Contudo, quantos são realmente cuidados? Um discipulado que é eclesiocêntrico também
corre o risco de transformar seus membros em meros objetos.
Quando a estrutura organizacional se torna o centro, as
pessoas deixam de ser vistas como irmãos e irmãs em Cristo, e passam a ser
identificadas como “colaboradores”, conhecidas por aquilo que realizam: o rapaz
do som, o tecladista, o pregador, o pastor — objetos essenciais para o
ornamento e o funcionamento da máquina.
Mas Jesus não morreu numa cruz para que nos tornássemos objetos de culto ou “colaboradores” mantenedores do show gospel. Ele não chamou objetos para segui-lo — chamou filhos, seguidores, discípulos. E discípulos não são gerados pelo uso, mas pela convivência entre irmãos, pelo ensino constante da Palavra e, consequentemente, pela praxis diária no cotidiano.
Sinceramente... Concluo
Sei que, talvez, minhas palavras tenham soado ásperas. Mas,
como disse no início desta reflexão, meu objetivo foi trazer luz — ainda que de
forma provocativa — sobre a praxis das organizações eclesiásticas do nosso
tempo, convidando a uma reflexão honesta e sincera sobre como temos exercido o
discipulado.
Creio que a igreja, enquanto organização, precisa ser mais
ativa não apenas dentro do ambiente eclesiástico, mas no mundo — preparando
discípulos extraeclesiásticos: pessoas que falem de Cristo não apenas com
palavras, mas, principalmente, com ações (organismo vivo).
Precisamos de organizações que discipulem para a vida, e não
apenas para os cultos; que formem uma igreja atuante no cotidiano — não como a
expressão de uma instituição, mas como o reflexo de Deus no mundo.
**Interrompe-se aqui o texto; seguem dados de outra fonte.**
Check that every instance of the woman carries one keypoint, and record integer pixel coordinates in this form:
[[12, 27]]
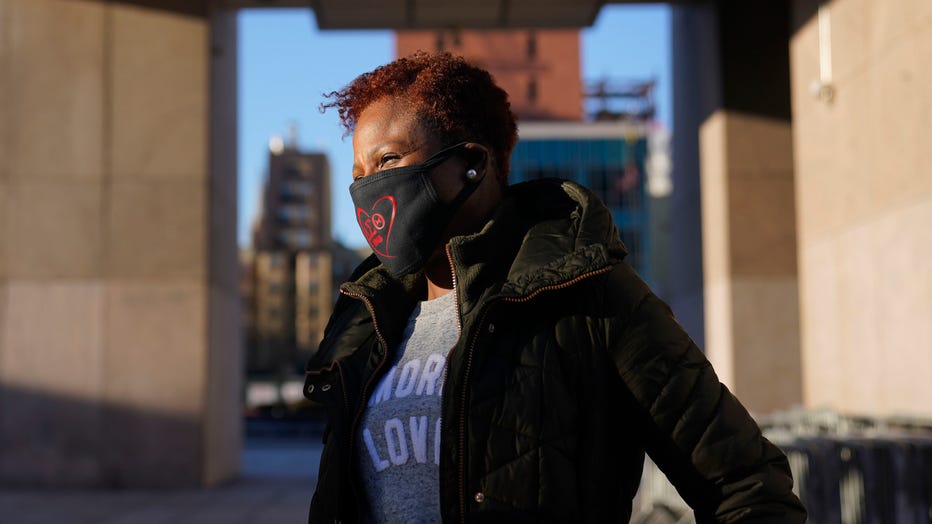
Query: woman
[[495, 360]]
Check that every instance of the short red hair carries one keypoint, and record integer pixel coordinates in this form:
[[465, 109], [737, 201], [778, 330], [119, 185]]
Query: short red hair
[[459, 101]]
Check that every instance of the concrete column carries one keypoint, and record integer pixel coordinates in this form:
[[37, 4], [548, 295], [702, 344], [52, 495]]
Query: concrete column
[[116, 307], [864, 205], [747, 193]]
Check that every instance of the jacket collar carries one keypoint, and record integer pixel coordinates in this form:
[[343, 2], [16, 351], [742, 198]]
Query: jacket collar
[[545, 233]]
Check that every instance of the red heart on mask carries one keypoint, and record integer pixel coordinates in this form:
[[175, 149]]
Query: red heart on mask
[[375, 226]]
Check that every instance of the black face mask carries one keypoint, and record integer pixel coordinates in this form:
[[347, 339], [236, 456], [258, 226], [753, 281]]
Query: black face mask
[[400, 214]]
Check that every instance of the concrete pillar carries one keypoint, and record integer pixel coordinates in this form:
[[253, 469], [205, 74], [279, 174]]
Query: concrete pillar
[[864, 205], [751, 315], [119, 350]]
Que Deus nos ajude, pois honestamente, também sou parte de tudo isso.
Nunca tinha visto essa questão da Igreja/Individuo agora com tanta clareza. Estamos dentro da Igreja, tendo a missão de influenciar o mundo (que está fora), porém estamos tão focamos com os nossos problemas intermos(que não são poucos) e que nos sentimos sufocados, tentando resolver o nosso, o do vizinho, cumprindo a parte prática da liturgia dos cultos, tentando desviar das setas do inimigo, tentando sobreviver, enfim, que acabamos nos isolando dentro da Igreja tbm pq é confortável.
ResponderExcluirAqui ninguém vai mexer comigo, ou aqui estou protegido, e tentando resolver meus conflitos, mas e os que estão fora? E os que estão dentro mas tbm precisam de socorro?
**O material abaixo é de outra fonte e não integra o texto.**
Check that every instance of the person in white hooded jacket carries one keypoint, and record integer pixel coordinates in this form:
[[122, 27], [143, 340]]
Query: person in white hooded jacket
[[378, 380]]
Claro é importante buscarmos forças dentro da Igreja, receber e fazer oração com os irmãos, ouvir a palavra, exercer nosso ministério, mas....como serei "luz" e "sal" se as demandas internas estão nos sufocando.
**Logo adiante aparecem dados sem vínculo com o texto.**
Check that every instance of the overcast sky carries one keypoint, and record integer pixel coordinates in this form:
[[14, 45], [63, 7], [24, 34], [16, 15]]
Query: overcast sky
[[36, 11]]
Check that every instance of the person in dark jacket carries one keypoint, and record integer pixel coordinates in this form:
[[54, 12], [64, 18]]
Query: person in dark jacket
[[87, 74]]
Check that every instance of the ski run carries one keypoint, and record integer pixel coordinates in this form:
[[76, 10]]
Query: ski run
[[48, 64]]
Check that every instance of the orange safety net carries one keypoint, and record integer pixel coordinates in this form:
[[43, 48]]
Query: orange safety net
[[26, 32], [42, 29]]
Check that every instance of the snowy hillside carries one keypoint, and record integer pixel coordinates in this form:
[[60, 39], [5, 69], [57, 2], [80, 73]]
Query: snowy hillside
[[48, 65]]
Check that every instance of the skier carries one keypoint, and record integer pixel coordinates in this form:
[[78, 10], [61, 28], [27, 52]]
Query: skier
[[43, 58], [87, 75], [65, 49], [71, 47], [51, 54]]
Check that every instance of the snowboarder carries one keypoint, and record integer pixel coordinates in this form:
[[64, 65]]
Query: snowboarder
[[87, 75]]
Fazendo um comparativo com uma empresa, organização, conseguimos enxergar tantas diferenças assim?
Cargos, funções distribuídas, crises no relacionamento pessoais, tarefas mal cumpridas, excesso de trabalho de alguns, má liderança, enfim... Talvez só precisamos colocar o Amor puro e simples na frente, como está em 1 Corintios 13:7. Viver esse Amor como base pra fazer a grande diferença.